Furthermore, businesses that are unable to pay off debtors within a month have increasingly struggled to meet their commitments in ensuing months as well.
This is prevalent amongst small and medium sized enterprises where the outstanding debtors’ days shot up to 63.65 in Q2, from 57.96 in Q1.
The gap between the 63.65 average outstanding debtors’ days of SMEs and the 53.49 days average outstanding on debts of larger companies represents a marked expansion in the differential inability to meet debt commitments of small as opposed to large companies.
“To some extent this is not an overly surprising result when looking at the rising job losses in the economy in the first half of 2016. These lay-offs are likely from small businesses where many proportionately tend to employ more workers than big business,” says Beetar.
Slight improvements in agriculture and mining sectors
No single sector recorded a positive BDI in the second quarter, with most sectors experiencing deteriorating debt conditions, except for agriculture and mining.
The mining sector received some reprieve in the form of a partial rebound in commodity prices with signs of Chinese economic activity stabilising.
Meanwhile, meteorologists believe that worst of the debilitating drought is over, but there is still the impression that the impact of the drought in depressing domestic economic activity has been underestimated.
Despite the latest report findings there are reasons to be optimistic:
- Inflationary pressures have turned out to be less pronounced in the wake of the sharp depreciation of the Rand in the past two years.

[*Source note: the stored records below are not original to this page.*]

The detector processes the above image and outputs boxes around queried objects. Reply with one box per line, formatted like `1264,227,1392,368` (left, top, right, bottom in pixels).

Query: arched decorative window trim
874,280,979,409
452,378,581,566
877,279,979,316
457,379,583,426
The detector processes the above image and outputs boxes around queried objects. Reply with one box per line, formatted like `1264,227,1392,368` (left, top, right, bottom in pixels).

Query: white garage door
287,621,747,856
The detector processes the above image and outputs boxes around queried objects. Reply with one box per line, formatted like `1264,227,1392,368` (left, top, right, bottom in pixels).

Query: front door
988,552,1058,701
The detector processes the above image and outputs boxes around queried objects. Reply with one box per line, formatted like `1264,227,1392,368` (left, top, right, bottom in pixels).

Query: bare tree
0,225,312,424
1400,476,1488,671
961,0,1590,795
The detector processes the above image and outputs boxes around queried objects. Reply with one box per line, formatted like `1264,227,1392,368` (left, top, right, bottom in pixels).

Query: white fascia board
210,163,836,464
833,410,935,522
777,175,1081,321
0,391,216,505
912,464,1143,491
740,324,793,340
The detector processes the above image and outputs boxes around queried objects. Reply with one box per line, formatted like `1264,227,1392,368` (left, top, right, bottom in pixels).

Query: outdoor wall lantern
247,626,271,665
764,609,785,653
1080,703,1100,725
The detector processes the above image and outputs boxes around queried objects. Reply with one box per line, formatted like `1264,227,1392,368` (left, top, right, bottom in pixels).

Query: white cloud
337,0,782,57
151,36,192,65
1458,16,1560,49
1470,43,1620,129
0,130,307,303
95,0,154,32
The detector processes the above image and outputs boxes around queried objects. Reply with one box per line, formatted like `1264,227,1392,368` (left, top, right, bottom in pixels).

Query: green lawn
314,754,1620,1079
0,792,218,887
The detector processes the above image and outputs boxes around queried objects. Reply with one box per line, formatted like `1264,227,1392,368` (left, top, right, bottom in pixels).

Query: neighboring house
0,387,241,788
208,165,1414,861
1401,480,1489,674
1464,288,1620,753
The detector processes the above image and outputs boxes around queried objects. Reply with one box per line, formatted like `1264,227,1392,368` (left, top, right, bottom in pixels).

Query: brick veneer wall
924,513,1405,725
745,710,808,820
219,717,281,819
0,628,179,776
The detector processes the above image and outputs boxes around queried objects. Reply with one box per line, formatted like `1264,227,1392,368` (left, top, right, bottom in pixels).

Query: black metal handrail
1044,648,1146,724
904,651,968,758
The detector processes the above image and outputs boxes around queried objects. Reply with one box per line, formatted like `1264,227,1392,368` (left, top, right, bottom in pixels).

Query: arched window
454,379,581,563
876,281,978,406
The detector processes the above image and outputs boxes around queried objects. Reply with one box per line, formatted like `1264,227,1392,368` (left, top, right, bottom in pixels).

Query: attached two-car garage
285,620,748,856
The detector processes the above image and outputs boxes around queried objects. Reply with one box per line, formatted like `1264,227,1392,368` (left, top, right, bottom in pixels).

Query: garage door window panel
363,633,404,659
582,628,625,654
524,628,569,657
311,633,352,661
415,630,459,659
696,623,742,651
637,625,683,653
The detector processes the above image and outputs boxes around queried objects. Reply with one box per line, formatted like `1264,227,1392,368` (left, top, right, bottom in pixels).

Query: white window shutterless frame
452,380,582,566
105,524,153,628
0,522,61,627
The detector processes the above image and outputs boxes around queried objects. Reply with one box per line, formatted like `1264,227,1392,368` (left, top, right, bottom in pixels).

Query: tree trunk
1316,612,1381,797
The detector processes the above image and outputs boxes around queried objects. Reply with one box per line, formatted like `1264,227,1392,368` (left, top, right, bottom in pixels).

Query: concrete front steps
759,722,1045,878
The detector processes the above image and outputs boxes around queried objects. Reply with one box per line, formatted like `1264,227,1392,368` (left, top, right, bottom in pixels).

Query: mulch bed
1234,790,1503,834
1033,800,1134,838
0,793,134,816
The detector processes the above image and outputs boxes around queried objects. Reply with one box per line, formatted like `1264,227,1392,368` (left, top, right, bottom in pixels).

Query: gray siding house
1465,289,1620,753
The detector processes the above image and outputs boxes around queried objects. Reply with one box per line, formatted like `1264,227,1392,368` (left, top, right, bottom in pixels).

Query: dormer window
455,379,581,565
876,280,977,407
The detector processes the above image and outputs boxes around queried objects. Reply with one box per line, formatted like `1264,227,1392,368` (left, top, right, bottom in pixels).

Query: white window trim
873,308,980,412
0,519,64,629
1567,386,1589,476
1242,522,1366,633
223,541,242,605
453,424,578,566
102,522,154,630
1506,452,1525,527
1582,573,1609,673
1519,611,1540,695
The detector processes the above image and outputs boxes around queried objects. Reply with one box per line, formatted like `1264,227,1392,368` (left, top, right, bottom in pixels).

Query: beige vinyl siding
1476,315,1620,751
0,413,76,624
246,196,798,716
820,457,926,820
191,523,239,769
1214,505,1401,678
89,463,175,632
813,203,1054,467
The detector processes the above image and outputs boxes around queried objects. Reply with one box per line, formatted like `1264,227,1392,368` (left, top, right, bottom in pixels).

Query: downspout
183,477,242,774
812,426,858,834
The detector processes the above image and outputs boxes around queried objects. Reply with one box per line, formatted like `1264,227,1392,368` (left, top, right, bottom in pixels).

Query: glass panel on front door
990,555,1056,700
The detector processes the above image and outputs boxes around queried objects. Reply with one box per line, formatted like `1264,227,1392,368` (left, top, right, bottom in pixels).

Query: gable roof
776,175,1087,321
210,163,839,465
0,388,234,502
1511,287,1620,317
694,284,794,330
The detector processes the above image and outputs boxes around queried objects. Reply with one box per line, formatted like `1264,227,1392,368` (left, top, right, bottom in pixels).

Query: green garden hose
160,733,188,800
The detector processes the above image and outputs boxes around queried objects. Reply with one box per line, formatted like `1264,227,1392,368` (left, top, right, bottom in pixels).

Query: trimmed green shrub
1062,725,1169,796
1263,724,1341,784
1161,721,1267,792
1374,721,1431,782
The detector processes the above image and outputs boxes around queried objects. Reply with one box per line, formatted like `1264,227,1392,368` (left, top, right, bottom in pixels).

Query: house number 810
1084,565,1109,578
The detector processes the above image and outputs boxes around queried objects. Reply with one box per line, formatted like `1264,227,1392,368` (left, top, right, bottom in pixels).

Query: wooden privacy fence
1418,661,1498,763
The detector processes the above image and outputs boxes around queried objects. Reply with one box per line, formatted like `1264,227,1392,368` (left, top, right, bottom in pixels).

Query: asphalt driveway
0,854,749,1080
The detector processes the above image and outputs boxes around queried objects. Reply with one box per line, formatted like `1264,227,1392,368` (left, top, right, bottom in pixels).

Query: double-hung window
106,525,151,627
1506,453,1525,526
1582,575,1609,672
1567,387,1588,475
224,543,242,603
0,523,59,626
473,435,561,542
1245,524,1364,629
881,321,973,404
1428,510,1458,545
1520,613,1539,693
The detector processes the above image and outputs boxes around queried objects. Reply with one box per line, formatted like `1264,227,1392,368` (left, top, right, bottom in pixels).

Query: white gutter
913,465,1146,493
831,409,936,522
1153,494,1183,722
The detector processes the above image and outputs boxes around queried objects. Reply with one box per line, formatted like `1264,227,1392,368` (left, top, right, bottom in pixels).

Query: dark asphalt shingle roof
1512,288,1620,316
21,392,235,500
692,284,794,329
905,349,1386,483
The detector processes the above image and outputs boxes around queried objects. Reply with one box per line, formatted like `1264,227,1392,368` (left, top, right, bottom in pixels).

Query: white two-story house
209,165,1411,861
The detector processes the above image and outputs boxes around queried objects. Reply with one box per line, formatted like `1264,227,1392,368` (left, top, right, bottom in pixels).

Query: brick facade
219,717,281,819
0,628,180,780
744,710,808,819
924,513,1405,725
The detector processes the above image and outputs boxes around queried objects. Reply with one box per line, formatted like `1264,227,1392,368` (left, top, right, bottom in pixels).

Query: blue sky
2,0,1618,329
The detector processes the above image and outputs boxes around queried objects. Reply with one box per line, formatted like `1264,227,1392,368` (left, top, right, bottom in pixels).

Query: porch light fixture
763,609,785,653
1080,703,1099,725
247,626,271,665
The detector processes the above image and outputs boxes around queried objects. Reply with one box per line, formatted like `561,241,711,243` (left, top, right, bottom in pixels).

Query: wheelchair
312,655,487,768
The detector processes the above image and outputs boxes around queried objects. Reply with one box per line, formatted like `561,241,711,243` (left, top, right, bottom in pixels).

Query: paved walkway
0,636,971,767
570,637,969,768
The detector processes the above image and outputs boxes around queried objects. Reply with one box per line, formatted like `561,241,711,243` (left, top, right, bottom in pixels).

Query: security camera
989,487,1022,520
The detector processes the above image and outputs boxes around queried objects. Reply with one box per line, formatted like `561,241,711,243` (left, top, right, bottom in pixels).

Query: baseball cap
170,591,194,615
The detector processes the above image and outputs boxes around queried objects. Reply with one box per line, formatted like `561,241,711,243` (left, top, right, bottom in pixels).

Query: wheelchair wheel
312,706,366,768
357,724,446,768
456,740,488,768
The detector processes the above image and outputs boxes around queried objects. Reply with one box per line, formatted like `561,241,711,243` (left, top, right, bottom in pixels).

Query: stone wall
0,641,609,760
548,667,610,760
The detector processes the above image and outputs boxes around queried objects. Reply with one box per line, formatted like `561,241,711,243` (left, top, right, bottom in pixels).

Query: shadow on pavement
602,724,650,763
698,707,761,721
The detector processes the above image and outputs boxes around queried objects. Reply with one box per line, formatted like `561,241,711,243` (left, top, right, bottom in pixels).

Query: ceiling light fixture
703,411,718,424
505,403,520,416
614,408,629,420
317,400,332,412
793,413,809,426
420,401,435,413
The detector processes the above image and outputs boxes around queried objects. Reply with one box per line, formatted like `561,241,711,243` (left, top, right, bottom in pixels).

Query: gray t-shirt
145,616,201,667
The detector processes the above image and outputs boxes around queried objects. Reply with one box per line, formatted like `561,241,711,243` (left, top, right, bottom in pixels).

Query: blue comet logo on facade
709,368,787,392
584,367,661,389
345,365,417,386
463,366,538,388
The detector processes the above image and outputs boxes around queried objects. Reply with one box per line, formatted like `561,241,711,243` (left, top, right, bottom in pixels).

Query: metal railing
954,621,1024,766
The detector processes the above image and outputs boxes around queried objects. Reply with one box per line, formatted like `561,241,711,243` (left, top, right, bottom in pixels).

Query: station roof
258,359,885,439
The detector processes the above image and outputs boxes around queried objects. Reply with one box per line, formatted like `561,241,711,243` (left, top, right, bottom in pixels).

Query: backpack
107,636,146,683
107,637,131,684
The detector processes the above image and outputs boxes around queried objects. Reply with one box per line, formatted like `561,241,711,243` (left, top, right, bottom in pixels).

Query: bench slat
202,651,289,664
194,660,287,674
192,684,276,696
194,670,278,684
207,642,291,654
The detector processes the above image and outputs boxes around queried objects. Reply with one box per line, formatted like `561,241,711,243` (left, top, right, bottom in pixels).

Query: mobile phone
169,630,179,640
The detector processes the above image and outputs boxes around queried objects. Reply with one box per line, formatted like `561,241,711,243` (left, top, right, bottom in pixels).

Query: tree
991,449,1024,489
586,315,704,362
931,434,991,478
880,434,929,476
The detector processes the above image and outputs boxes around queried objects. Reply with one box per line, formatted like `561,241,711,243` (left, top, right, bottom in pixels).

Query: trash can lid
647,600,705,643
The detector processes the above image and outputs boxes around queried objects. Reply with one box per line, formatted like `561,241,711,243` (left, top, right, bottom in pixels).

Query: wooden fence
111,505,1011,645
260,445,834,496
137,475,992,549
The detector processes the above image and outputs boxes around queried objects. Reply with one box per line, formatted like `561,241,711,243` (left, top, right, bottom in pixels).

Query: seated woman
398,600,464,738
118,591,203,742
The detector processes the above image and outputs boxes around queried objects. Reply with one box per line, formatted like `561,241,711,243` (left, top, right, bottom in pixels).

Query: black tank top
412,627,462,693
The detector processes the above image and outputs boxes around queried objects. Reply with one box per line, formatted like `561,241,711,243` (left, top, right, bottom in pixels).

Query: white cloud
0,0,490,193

As a result, earlier expectations of sudden increases in interest rates domestically are not materialising.
- Renewed falls in fuel prices should benefit South Africans from an affordability perspective.
“There are indications that the bottom of the cycle may have been passed and that economic growth in the medium term could improve. This may contribute to the BDI returning to positive levels in the next quarter even though the economy still faces substantial growth challenges,” ends Beetar.